Once on campus, I took CiCi to Cowgill Hall, the architecture building. Except for the addition of laptop computers on this or that desk and additional studio spaces, not much had changed. Inside the studios, I spied the familiar creative drawings and models and many serious student faces. CiCi and I talked with one bright male student from Baton Rouge who had designed a fishing retreat with huts hovering over a swamp. Then a gray bearded professor happened by and offered us a tour of the pottery and print making studios. CiCi was impressed, and I found myself having a good time.

Wood Table

The wood tables at Gillie’s have always been a highlight of the Virginia Tech college experience.

Beforehand, I have to admit to being worried, remembering my last spring break visit.
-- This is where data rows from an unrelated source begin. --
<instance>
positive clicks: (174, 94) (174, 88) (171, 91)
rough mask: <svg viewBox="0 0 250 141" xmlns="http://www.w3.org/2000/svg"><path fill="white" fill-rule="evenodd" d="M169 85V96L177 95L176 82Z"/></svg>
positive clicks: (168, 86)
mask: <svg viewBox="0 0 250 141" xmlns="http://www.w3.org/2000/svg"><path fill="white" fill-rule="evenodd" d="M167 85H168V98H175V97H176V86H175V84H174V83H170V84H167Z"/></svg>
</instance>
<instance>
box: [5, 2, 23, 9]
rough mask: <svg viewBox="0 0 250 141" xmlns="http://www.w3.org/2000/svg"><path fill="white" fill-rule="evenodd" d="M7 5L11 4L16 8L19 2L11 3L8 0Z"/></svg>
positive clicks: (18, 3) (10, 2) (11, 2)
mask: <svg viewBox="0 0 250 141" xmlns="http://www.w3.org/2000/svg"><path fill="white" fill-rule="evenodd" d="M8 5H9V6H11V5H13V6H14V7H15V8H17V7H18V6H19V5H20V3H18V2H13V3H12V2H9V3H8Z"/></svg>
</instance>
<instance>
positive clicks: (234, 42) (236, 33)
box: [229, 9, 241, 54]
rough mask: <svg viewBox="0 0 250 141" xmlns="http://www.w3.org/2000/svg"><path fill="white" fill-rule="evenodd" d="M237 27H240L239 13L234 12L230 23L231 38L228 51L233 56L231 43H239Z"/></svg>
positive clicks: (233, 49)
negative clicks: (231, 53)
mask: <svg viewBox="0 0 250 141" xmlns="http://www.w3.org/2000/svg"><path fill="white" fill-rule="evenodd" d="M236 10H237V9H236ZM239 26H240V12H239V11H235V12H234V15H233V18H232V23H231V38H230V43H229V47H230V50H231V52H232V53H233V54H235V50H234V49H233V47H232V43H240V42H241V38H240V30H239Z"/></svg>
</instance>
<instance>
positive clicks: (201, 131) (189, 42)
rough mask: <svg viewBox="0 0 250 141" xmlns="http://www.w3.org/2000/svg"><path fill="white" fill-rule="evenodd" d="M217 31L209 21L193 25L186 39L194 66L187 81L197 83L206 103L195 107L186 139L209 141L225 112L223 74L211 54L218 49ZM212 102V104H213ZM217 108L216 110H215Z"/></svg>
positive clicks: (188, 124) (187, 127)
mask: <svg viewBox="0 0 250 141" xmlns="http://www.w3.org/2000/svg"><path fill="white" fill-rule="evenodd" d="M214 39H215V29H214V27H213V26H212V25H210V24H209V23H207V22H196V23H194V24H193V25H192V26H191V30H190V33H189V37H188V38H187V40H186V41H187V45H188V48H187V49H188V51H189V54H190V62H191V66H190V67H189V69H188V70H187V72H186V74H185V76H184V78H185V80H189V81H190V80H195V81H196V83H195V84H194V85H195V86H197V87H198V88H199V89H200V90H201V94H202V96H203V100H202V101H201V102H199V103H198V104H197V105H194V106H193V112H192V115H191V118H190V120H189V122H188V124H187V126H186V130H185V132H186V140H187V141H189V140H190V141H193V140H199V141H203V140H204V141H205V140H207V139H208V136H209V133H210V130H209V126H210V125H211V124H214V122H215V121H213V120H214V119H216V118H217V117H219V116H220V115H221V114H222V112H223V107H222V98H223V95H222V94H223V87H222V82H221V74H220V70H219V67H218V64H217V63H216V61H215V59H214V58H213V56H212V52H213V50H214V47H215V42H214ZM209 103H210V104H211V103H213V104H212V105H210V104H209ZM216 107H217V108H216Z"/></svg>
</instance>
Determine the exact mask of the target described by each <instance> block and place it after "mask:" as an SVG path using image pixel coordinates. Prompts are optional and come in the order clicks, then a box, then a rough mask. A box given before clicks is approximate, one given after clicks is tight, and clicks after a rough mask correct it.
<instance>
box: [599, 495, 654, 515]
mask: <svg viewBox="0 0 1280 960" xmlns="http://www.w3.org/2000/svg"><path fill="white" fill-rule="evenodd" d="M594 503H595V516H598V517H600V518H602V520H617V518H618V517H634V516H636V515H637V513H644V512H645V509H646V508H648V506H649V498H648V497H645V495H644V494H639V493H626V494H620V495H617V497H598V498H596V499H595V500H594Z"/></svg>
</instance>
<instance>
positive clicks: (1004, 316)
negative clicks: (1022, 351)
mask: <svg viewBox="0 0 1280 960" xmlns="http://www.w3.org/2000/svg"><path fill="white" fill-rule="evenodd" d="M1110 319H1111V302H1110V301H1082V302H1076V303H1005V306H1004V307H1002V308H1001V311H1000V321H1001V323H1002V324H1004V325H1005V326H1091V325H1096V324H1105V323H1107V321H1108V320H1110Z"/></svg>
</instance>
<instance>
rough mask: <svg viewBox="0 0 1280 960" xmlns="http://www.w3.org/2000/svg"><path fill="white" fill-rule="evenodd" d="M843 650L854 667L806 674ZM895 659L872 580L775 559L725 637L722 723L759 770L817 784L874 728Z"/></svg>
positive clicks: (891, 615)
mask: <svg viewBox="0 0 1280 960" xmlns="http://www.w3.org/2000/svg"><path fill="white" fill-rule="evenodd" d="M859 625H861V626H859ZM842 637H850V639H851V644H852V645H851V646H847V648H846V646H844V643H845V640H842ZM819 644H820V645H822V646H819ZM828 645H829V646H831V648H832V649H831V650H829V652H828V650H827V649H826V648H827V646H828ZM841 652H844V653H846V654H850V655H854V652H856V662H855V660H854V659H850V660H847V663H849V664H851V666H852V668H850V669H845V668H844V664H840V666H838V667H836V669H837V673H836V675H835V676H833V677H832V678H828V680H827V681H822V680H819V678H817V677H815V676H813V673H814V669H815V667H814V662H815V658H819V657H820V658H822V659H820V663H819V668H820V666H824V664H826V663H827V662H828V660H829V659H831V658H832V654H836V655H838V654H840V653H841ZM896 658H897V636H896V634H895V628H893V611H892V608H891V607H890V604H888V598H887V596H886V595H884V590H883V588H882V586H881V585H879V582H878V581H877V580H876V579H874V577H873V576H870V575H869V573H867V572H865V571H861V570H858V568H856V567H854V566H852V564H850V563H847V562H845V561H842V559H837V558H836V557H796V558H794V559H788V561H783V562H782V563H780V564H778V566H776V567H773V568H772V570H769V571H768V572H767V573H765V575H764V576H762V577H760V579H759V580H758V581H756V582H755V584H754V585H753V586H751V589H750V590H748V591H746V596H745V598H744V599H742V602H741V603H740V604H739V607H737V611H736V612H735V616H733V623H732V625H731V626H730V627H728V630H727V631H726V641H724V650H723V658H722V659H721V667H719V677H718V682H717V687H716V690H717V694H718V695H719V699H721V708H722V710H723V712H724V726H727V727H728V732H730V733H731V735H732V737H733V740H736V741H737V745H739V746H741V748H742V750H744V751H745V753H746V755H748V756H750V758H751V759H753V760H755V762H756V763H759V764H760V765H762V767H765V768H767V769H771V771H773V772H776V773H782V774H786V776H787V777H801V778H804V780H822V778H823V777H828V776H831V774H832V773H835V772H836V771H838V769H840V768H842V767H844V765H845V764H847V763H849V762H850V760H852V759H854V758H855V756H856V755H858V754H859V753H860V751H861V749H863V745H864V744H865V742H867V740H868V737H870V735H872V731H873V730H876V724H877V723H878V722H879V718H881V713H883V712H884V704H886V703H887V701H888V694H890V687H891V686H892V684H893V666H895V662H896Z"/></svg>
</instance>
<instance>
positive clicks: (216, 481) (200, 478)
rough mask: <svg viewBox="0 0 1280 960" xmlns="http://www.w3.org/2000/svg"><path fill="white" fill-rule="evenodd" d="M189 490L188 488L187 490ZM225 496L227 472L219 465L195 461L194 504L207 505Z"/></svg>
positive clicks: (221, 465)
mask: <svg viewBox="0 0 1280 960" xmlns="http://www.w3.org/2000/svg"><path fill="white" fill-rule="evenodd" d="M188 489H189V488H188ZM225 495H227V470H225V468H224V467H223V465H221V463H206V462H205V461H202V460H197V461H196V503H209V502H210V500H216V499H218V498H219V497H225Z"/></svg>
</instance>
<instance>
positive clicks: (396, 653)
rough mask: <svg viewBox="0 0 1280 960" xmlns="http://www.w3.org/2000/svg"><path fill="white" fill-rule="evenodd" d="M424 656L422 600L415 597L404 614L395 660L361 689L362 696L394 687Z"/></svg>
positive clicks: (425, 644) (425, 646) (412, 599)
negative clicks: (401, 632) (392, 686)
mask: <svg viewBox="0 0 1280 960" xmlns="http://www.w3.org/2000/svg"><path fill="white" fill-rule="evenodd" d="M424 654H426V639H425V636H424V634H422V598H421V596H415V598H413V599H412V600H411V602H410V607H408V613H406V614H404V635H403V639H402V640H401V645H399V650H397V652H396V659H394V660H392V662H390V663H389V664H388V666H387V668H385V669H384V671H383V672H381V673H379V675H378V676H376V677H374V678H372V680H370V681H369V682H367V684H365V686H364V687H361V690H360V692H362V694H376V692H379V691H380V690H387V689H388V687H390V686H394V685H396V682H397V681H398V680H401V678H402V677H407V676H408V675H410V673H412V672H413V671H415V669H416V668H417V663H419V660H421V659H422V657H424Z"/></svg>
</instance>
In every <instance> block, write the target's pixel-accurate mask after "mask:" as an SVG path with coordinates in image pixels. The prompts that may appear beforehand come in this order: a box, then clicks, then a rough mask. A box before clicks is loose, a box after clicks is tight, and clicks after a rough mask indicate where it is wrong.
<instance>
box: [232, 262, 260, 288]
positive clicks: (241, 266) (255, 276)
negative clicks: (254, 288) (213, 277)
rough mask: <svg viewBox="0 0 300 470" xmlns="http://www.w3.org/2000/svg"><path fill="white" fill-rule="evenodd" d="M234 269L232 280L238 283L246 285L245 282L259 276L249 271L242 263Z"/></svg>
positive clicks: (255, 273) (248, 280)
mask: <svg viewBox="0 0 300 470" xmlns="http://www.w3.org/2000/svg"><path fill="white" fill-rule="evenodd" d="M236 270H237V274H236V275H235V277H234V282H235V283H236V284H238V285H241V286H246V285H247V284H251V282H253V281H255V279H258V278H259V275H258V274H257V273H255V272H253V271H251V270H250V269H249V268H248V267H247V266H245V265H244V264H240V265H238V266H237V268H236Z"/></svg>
I didn’t know if this one would make me bitter, nostalgic, or split between those feelings like I was on that night those many years ago. Obviously I was in a much better place. I wasn’t rich and successful, didn’t have a bookshelf with my titles on it, but I was clearly more emotionally stable.

After the professor’s tour, our family walked downtown. I wanted to take everyone to Gillie’s, the ice cream store. Skirting by the breezy green campus, we arrived in the town of Blacksburg where I was slightly upset to see that the university had built a theater on the hill where I used to sit and watch people. When we got to Gillie’s, I was also somewhat shocked to note that the store didn’t sell ice cream anymore, just fish, vegetarian, and vegan meals. Okay, that’s too bad, I said to myself, but my emotions weren’t overwhelmed.

Instead of ice cream, we stayed to order lunch: a salmon burger for my wife, a tofu burrito for CiCi, a bean burger with Swiss for Corinne, and a bean burger with provolone for me. We waited for our food at the same thick round oak tables at which I once sat drinking coffee, and with my cell phone, I shot pictures of my three favorite girls silently reading their social media posts.

Mostly I was pleased not to feel nostalgic for another time, not to carry the emotional weight that I felt on my last spring break in Blacksburg. I was much less inclined to want to escape to another place and another me. And in some ways, it even occurred to me that I had been less interested in showing my daughter the campus, than I had been in showing myself how far I had traveled.